同一資源を複数ワーカーで並列処理する場合、対象レコードを明示的にロックし、競合時の待機戦略を決めます。NOWAITは即失敗、WAIT nは期限付き待機、SKIP LOCKEDはロック中の行を飛ばして前進します。

-- 待たずに占有(行がロック中なら即例外:ORA-00054)
SELECT id FROM task_queue WHERE status='READY'
  FOR UPDATE NOWAIT;

-- 並列ワーカー向け:ロック済みを飛ばす(空振り時は後で再スキャン)
SELECT id, payload FROM task_queue
 WHERE status='READY'
  FOR UPDATE SKIP LOCKED;

ロック粒度は最小限にし、クリティカルセクションを短く保つのが性能面の要点です。

パターン3:楽観的同時実行(バージョン列でロストアップデート防止)

更新頻度が高くないが競合は起こり得る、という場面ではバージョン列(行バージョン/タイムスタンプ)で衝突検知を行い、失敗時は再読込→再試行の流れにします。

-- バージョン列(数値カウンタ)を追加
ALTER TABLE customers ADD (row_ver NUMBER DEFAULT 0 NOT NULL);

-- 更新時にバージョンを一致条件に含め、成功時にインクリメント
UPDATE customers
   SET email = :new_email,
       row_ver = row_ver + 1
 WHERE id = :id
   AND row_ver = :expected_ver;

IF SQL%ROWCOUNT = 0 THEN
  -- 他セッションに更新された(楽観ロック失敗)
  RAISE_APPLICATION_ERROR(-20001, 'conflict, retry');
END IF;

パターン4:部分ロールバック(SAVEPOINTで境界を刻む)

長い一括処理で一件の失敗が全体を巻き戻すのは非効率です。SAVEPOINTで小さな単位に区切り、回復可能な失敗は部分ロールバックでリカバリします。

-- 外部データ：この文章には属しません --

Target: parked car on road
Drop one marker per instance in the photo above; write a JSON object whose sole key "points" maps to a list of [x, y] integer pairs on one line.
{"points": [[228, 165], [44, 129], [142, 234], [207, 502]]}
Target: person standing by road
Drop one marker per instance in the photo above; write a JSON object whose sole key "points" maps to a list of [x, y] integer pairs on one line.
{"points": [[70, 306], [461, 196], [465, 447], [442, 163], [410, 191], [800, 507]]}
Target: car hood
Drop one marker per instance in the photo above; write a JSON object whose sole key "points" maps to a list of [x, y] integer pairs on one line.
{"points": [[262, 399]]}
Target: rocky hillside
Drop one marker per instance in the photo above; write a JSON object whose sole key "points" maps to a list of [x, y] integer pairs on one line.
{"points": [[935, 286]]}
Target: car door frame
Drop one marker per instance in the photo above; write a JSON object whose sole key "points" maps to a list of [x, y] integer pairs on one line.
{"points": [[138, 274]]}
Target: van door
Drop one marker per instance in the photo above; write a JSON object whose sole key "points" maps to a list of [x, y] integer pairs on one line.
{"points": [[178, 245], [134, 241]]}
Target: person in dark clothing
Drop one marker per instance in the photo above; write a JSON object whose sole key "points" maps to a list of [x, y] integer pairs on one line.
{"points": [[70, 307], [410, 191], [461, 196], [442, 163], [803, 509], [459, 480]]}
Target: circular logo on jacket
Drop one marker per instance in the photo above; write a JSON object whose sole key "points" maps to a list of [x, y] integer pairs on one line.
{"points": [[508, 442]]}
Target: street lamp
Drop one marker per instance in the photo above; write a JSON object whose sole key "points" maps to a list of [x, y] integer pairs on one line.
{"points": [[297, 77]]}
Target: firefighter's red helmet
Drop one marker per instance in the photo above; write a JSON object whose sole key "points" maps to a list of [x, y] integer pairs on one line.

FOR r IN (SELECT * FROM staging_data ORDER BY id) LOOP
  SAVEPOINT sp_row;
  BEGIN
    -- 行ごとの検証と適用
    INSERT INTO target(...) VALUES (...);
  EXCEPTION
    WHEN OTHERS THEN
      ROLLBACK TO sp_row; -- その行だけ巻き戻す
      INSERT INTO err_log(row_id, msg, at) VALUES (r.id, SQLERRM, SYSTIMESTAMP);
  END;
END LOOP;
COMMIT;

パターン5:バルクDML×ERRLOG×コミットポリシー(スループット最適化)

大量データは集合志向で一気に処理し、失敗行はDBMS_ERRLOGで退避、コミットはチャンク単位に行うと安全と速度のバランスが取れます。

BEGIN
  DBMS_ERRLOG.CREATE_ERROR_LOG('TARGET'); -- 初回のみ
  INSERT /*+ APPEND */ INTO target(cols...)
  SELECT ... FROM staging
  LOG ERRORS INTO err$_target('LOAD_202510') REJECT LIMIT UNLIMITED;
  COMMIT;
END;
/

チャンク処理が必要なら、キー範囲やROWNUMで分割し、各チャンクでCOMMIT。障害時の再実行時間を短縮できます。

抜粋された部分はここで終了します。